Jennie thought of course she looked pale. She’d just—if she had it right—traveled backward seven hundred years in time to someplace in Paris. Her mind raced. If the master was indeed Hugh de Payraud, the time was before the autumn of 1307, when King Philip the Fair had every Templar in the length and breadth of France arrested for heresy, perfidy, and treason.
Bergère rose. His eyes flicked to Payraud, but he bent his head in obedient acquiescence. Napier stepped forward aggressively as Jennie levered herself upright.
She found she'd been settled on a bench. Swinging her feet to the floor, she pulled the blue silk of her robe closer about her body and noted that the Templars had moved her to a kitchen of sorts. The bench was next to a table, and on the other side was a monstrous hearth with kettles and pans, and the glowing eyes of coals and embers heaping what looked like a Dutch
oven. A kettle dangled over a bed of flame, and she saw steam rising from it. Perhaps that was what smelled like stew—onions, cabbage, and the scent of meat.
Jennie looked at Bergère, who hadn’t taken his eyes off her, and though he had stepped back as his commander had ordered, he still stood between her and Napier.
Almost as if he were guarding me. What is it about Napier that Bergère doesn’t like? Aloud, Jennie said, “My thanks, sir. You must have carried me to safety.” What made her phrase it that way she wasn't certain, but she deemed it the better part of valor to play the demure maid.

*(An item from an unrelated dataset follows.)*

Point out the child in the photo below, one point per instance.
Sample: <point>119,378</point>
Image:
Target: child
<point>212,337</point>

With any luck, all that reading and all those movies had at least some historical accuracy to them…
Bergère gave a stiff nod.
Payraud had obviously been ignored too long. “How came you among us?”

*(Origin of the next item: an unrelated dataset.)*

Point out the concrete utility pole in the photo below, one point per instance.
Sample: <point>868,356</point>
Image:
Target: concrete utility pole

Jennie's eyes widened. “I don’t—I know not, sir. I was at home, reading, and then I was—here.” The memory of the skull and leg bones made her shudder, but it also was one more piece of the puzzle. The Templars, and later the Freemasons, had used such a symbol in some of their rituals. She was too scattered at the moment to remember just what they’d used it for.
“Reading?” The knights looked at each other, and Jennie bit her lip. Women weren't often taught to read in the fourteenth century.
“We brought her. Our prayers brought her.” Bergère gazed at Payraud with wide eyes, and Jennie marveled at how sincere he seemed. A knight, parfit gentil? Surely by the fourteenth century chivalry was long dead. The most recent crusade to the Holy Land had been over for decades, and King Philip was ensuring that he and his descendants would never be forced to crusade again.